Updated: Oct 15, 2021

The internal organs are related to the emotions. A prolonged imbalance in any of these organs can affect our emotions, but did you know our emotions could also affect the state of our organs and overall health? Let’s take a deeper look into this and find the ways to convert the energy of our ongoing emotions into something positive in our life… at least until we learn how to control them.


The Nei Jing cites seven most important emotions (Qi-Qing) which are elation (ecstasy, joy), anger, sadness, grief, worry, fear, and fright. The Chinese consider these emotions as internal causes of diseases just as any external factor if they become either excessive or insufficient for an extended period or when they arise “very suddenly with great force” creating imbalance and illness. They consider emotions as prominent “atmospheric phenomena of the human landscape” and an important component to a healthy life (“The Web” (1947)).


Joy - Heart

Anger - Liver

Sadness - Lungs

Worry - Spleen

Fear - Kidneys


Any emotion in excess can create a pattern of disharmony. Yes, any emotions including being extremely happy or too joyful. The Chinese believe that sudden joy is like shock in our body, causing disharmony. Too much joy can cause a depletion of the Heart Qi (The Yellow's Emperor's (1995)). Inappropriate reactions, self-destructive passions, emotional responses that don't go according to the situation, habitual automatic responses to some life events are all signs that the person has lost the “capacity for harmonious reactivity” (“The Web” (1947)).

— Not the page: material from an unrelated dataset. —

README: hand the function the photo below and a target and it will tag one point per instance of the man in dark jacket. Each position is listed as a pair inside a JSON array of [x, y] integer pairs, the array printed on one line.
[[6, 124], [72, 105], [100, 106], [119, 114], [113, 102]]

It is easy to take this information out of context. Don’t think being temporarily too happy for something good that happened or worry about someone is going to create an imbalance in our body. Not at all. The emotions don’t necessarily cause disease, unless they are “severe, continuous, or abruptly occurring emotional stimuli” (“Chinese Acupuncture” (1987)). The key here is to be mindful of our emotions and to have control over them. In other words, “the emotions become causes of disease when we do not 'possess them' but they 'possess' us” (“The Foundations” (1989)).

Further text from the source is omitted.